8)     The Tedious Friend:  come on, you know you have one!  The tedious friend is the one whose name makes you wince when you see it on caller ID, but you pick up anyhow.  I don’t recommend having a lot of tedious friends, but one is helpful.  Because our tedious friends are usually extremely well-intentioned, good-hearted people who nevertheless do an inordinate amount of complaining, or relating of insignificant detail, or sometimes even bragging…our tedious friend teaches us patience and let’s face it, they make us feel like we are a good friend.  And that is a really great feeling.
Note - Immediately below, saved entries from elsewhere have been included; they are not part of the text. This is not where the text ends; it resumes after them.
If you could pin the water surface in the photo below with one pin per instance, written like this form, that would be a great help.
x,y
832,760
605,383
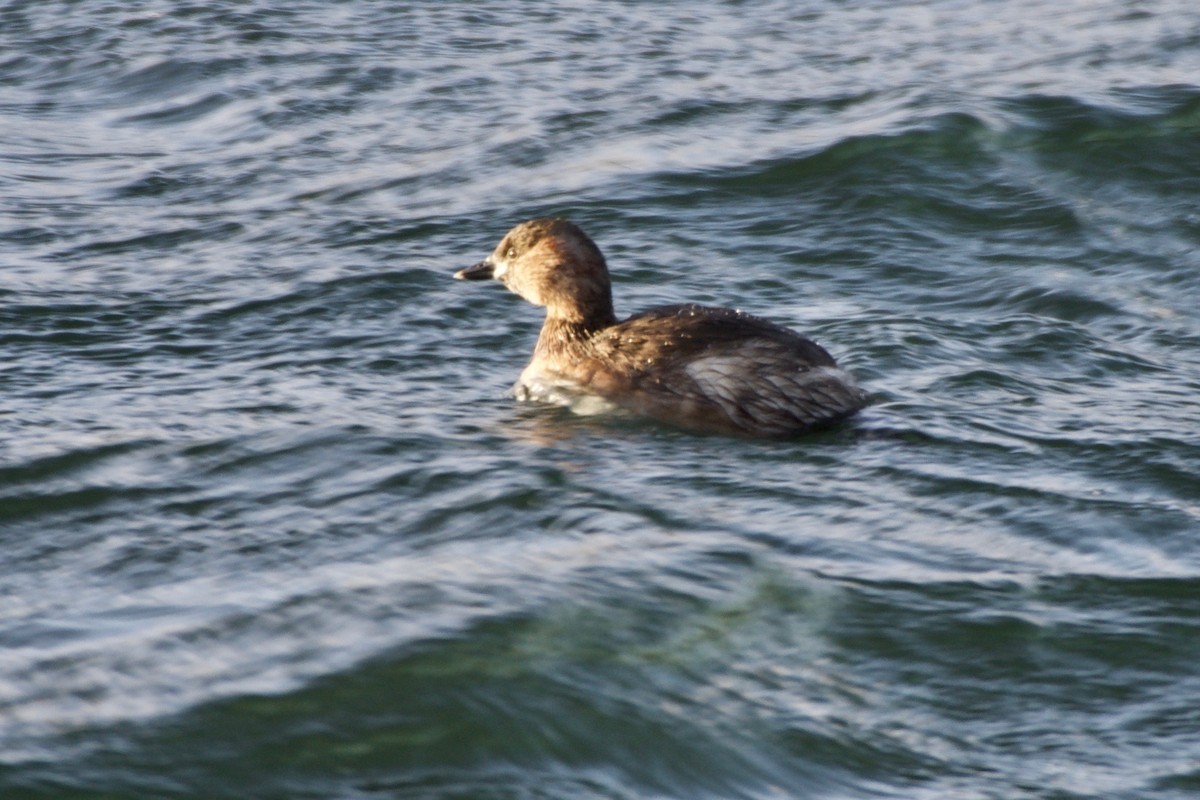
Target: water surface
x,y
273,525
9)     The “Crazy” Friend:  this is the one you have been waiting for, am I right?  All along you have been worried that I wasn’t going to mention the “crazy” one because this is the friend EVERYBODY definitely has.  And ALL of your other friends know who your crazy friend is.  “Oh, he/she is the crazy one” is the response you will get to any mention of this person’s name.  But you LOVE your crazy friend like crazy.  Our “crazy” friends are more daring, ruthless, spontaneous, adventurous and “out there” than most of us could ever dream of being.  They inspire us to take risks and live it up on occasion.  They remind us that life doesn’t have to be such a serious affair.  They allow us to own our passions and maybe, just maybe, live them too.

10) The BFF* (see above) You are the one, dearest, I absolutely cannot do without.  This is why I need the other nine:  aren’t you glad I have all these other friends to take some of the pressure off of you?